Harapan untuk Masa Depan Komunitas
Pada kesempatan tersebut, Syamsul Huda menyampaikan harapan agar kegiatan serupa dapat terus dilaksanakan secara berkelanjutan. Ia juga berharap komunitas sound miniatur dapat memberikan kontribusi positif, tidak hanya sebagai hobi, tetapi juga sebagai bagian dari industri kreatif.
“Harapan kami ke depan, teman-teman komunitas dapat terus berinovasi dan menjadikan hobi ini sebagai ruang pembelajaran. Ilmu tentang elektronika, akustik, dan desain yang dipelajari melalui sound miniatur dapat menjadi bekal yang bermanfaat. Semoga ke depan hobi ini dapat berkembang menjadi industri kreatif yang mampu memberdayakan ekonomi masyarakat,” pungkasnya.
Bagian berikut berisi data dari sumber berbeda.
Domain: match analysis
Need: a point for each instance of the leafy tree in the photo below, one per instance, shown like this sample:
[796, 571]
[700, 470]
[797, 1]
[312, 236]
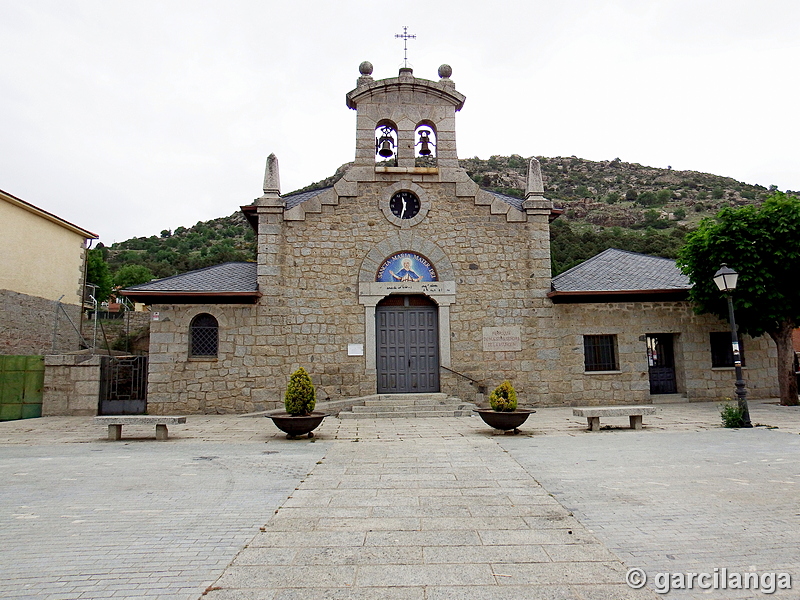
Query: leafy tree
[664, 196]
[129, 275]
[98, 273]
[763, 245]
Panitia penyelenggara menyampaikan apresiasi kepada seluruh peserta yang telah berpartisipasi serta kepada masyarakat yang telah menyukseskan acara. Pihak panitia berharap Anniversary Batur Audio Sound System dapat menjadi agenda tahunan yang memperkokoh persaudaraan antar komunitas sound miniatur di Nusa Tenggara Barat.